Friday, May 24, 2019

Article Index


A. Proposed Cause of Action for Hiring Discrimination Based on Employment Status

The Fair Employment Act of 2011 was one of the first pieces of legislation proposed in response to the trend of employers showing a preference for job candidates who are currently employed. The bill, sponsored by Rep. Henry Johnson, would amend Title VII of the Civil Rights Act of 1964 to forbid employers from discriminating based on employment status. The bill proposes that Title VII be amended to include the phrase “employment status.” Under the bill, “unemployment status” means “being unemployed, having actively looked for employment during the then most recent four-week period, and currently being available for employment.”

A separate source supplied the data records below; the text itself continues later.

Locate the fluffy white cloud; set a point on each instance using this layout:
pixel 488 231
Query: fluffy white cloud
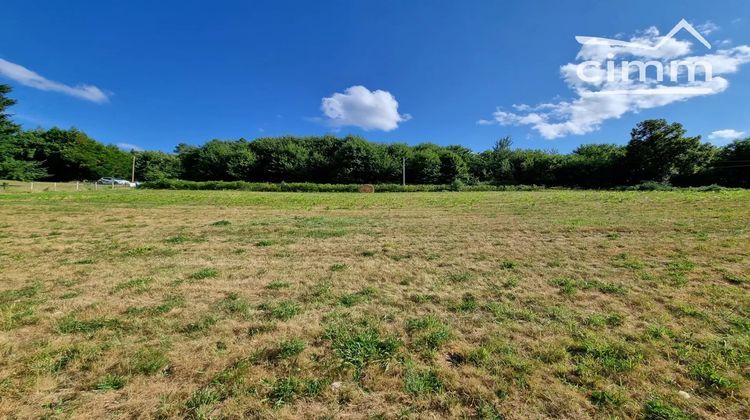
pixel 29 78
pixel 128 147
pixel 726 135
pixel 600 98
pixel 360 107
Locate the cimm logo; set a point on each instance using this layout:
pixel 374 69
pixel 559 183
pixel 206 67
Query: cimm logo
pixel 635 68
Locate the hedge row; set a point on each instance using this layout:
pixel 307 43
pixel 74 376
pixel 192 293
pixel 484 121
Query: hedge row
pixel 178 184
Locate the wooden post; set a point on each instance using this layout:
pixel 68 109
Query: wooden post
pixel 403 171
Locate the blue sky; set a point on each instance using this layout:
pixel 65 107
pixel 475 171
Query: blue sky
pixel 154 74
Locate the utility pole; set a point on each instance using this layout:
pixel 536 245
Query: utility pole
pixel 403 171
pixel 132 173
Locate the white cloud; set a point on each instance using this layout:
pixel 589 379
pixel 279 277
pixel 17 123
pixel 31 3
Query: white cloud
pixel 360 107
pixel 128 147
pixel 599 98
pixel 726 135
pixel 29 78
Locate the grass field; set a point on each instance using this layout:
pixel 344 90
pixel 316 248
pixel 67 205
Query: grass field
pixel 201 304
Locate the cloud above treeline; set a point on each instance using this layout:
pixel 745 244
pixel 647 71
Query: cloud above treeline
pixel 589 109
pixel 26 77
pixel 360 107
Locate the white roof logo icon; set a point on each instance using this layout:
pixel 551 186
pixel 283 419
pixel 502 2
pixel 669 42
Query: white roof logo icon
pixel 683 24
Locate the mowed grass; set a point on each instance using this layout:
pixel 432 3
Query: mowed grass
pixel 211 304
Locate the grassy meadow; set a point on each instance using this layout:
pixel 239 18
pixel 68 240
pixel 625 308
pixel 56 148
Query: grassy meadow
pixel 222 304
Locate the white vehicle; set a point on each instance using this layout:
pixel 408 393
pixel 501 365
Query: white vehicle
pixel 115 181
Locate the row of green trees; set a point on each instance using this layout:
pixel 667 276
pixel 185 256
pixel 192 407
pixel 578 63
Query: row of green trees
pixel 657 151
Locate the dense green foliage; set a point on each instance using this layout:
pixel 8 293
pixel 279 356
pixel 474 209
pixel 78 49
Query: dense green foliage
pixel 658 152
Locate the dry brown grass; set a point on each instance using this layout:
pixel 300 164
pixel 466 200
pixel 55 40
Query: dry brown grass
pixel 518 304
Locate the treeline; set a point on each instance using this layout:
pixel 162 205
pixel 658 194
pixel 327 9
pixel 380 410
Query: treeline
pixel 657 152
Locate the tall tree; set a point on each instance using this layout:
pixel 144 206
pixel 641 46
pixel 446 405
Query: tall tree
pixel 659 151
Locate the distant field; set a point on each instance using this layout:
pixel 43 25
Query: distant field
pixel 226 304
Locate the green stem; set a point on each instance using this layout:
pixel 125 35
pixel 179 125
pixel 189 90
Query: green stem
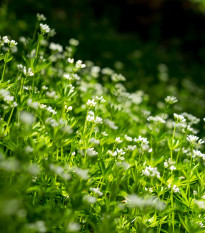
pixel 7 127
pixel 2 77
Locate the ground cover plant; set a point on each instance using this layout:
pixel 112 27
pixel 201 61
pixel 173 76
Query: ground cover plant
pixel 79 153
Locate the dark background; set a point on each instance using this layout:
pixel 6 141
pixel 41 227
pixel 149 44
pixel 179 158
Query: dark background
pixel 139 33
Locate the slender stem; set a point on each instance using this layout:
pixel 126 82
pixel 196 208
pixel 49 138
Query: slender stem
pixel 7 127
pixel 2 77
pixel 37 50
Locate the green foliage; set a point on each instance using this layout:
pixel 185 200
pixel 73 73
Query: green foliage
pixel 82 155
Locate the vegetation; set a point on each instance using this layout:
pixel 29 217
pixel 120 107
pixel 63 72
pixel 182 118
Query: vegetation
pixel 79 153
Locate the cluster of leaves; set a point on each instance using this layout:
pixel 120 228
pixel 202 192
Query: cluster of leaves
pixel 78 155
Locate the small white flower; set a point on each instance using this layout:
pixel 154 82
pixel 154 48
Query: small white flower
pixel 104 134
pixel 73 227
pixel 91 103
pixel 74 42
pixel 128 138
pixel 13 43
pixel 176 189
pixel 96 191
pixel 91 152
pixel 44 28
pixel 27 118
pixel 70 60
pixel 98 120
pixel 79 64
pixel 56 47
pixel 117 140
pixel 5 39
pixel 179 118
pixel 40 17
pixel 171 100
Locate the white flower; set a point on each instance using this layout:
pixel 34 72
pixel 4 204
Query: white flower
pixel 128 138
pixel 156 119
pixel 73 227
pixel 91 103
pixel 90 199
pixel 117 77
pixel 200 203
pixel 104 134
pixel 82 173
pixel 120 151
pixel 176 189
pixel 179 118
pixel 27 118
pixel 13 43
pixel 94 141
pixel 56 47
pixel 194 139
pixel 172 168
pixel 24 70
pixel 90 116
pixel 117 140
pixel 151 171
pixel 169 164
pixel 96 191
pixel 74 42
pixel 40 17
pixel 5 39
pixel 79 64
pixel 98 120
pixel 67 76
pixel 171 99
pixel 91 152
pixel 131 147
pixel 101 99
pixel 70 60
pixel 194 192
pixel 134 201
pixel 111 124
pixel 44 28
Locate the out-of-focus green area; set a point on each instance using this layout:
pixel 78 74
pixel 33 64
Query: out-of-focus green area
pixel 158 45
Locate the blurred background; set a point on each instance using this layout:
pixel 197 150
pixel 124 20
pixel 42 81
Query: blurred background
pixel 158 45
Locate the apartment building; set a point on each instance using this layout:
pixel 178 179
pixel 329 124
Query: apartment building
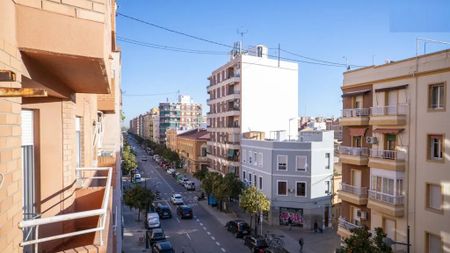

The 2011 American Jobs Act included a similar provision. The provision, titled “Prohibition of Discrimination in Employment on the Basis of an Individual's Status as Unemployed,” seeks to: (1) prohibit employers from disqualifying an applicant because of that person's status as unemployed; (2) prohibit employers and employment agencies from publishing or posting advertisements that indicate that an unemployment status disqualifies an applicant from consideration; and (3) eliminate the burdens imposed on commerce created by such practices. The provision explicitly states that employers are still permitted to consider employment history as a consideration in hiring. This statement in the Act underlines the problem that will occur in enforcing this measure: what standards will be used to determine when an employer has focused too heavily on an individual's status as unemployed? If a new cause of action is enacted, courts will likely use the framework for a cause of action under Title VII of the Civil Rights Act of 1964.

* * *

F. Other Criticisms of a Private Cause of Action

Plaintiffs in employment discrimination cases lose at much higher rates than other plaintiffs. A statistical study confirmed that plaintiffs in employment discrimination cases “win a lower proportion of cases during pretrial and at trial. Then, more of their successful cases undergo appeal. On appeal, they have a harder time both in upholding their successes and in reversing adverse outcomes.” Between the years 1998 and 2006, Title VII cases made up nearly seventy percent of employment discrimination cases in U.S. District Courts. Plaintiffs in these cases had a success rate of 10.88%. Plaintiffs also have difficulty surviving on appeal--a favorable verdict for the plaintiff is likely to be reversed while an adverse outcome is unlikely to be reversed. It is clear that there is an anti-plaintiff sentiment among courts in employment discrimination cases. An employment discrimination plaintiff already has a significant burden to overcome in addition to this biased sentiment.